- Quel est le cadre américain en 15 points concernant l'Iran ?
- Le cadre américain exige le démantèlement complet du programme d'enrichissement nucléaire iranien, la fin du soutien des Gardiens de la révolution aux milices supplétives dans la région, la réouverture inconditionnelle du détroit d'Ormuz, un plafonnement de la portée des missiles balistiques iraniens à moins de 300 km, ainsi qu'un engagement à entamer des négociations directes sur la sécurité — en échange d'un allègement progressif des sanctions et d'une garantie de non-agression valable dix ans.
- Pourquoi le Pakistan joue-t-il le rôle de médiateur entre les États-Unis et l'Iran ?
- Le Pakistan entretient des relations diplomatiques fonctionnelles avec Washington et Téhéran et agit comme relais, transmettant les messages mot pour mot entre les deux parties.
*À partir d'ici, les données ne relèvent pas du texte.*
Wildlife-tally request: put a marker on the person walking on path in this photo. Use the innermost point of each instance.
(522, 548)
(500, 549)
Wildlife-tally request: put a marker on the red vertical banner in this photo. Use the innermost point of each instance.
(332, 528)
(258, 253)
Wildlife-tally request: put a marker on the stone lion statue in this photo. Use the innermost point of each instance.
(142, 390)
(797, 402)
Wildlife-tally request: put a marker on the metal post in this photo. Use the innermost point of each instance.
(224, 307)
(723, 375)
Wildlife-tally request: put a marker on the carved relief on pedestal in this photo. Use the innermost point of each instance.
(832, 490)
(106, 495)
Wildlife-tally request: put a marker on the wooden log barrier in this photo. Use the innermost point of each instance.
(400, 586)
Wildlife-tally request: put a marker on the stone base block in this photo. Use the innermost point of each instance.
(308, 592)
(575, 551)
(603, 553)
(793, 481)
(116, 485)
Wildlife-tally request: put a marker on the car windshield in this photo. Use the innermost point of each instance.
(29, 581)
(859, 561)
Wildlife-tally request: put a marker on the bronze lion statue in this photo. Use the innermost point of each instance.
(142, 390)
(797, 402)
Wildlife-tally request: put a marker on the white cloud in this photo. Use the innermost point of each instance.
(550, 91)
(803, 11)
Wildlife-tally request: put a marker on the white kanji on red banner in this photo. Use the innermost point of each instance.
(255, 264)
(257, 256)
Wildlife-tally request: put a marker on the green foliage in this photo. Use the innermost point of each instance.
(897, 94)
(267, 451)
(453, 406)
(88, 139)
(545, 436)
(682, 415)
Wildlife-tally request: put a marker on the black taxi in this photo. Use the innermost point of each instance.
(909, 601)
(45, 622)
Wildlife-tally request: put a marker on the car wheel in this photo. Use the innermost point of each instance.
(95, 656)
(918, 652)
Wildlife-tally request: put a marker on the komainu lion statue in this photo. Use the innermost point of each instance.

Le Premier ministre pakistanais Sharif a tout intérêt à favoriser la paix, compte tenu de la vulnérabilité économique du Pakistan face à la perturbation des exportations pétrolières du Golfe causée par la fermeture d'Ormuz.
- Quelles sont les conditions de l'Iran dans les négociations de paix ?
- Les cinq conditions publiques de l'Iran comprennent : la pleine reconnaissance de sa souveraineté sur le détroit d'Ormuz, un traité de non-agression contraignant (et non une simple garantie présidentielle), l'arrêt complet des frappes américano-israéliennes comme préalable à toute négociation, le dégel immédiat de l'ensemble des avoirs iraniens, et la préservation d'un programme nucléaire civil incluant un enrichissement à 3,67 % conformément au plafond du JCPOA initial.
- Que se passe-t-il si l'Iran ne respecte pas l'ultimatum du 6 avril concernant Ormuz ?
- La Maison-Blanche a refusé de préciser les conséquences exactes, indiquant seulement qu'elle « évalue ses options ». Les forces américaines et israéliennes ont déjà considérablement dégradé les réseaux de défense aérienne iraniens, réduisant le coût de nouvelles frappes. Les analystes anticipent une pression militaire maintenue ou intensifiée si les pourparlers diplomatiques n'enregistrent pas de progrès concrets avant le 6 avril.
- Pourquoi la Russie et la Chine ne peuvent-elles pas faire partie d'un nouvel accord nucléaire avec l'Iran ?
- La Russie et la Chine ont contesté la base juridique des sanctions « snapback » de l'ONU au Conseil de sécurité, et opposeraient probablement leur veto à tout accord supervisé par l'ONU. Cela limite tout accord à court terme à une structure bilatérale États-Unis–Iran, laquelle manque de l'infrastructure de vérification multilatérale que Washington juge indispensable à un accord durable.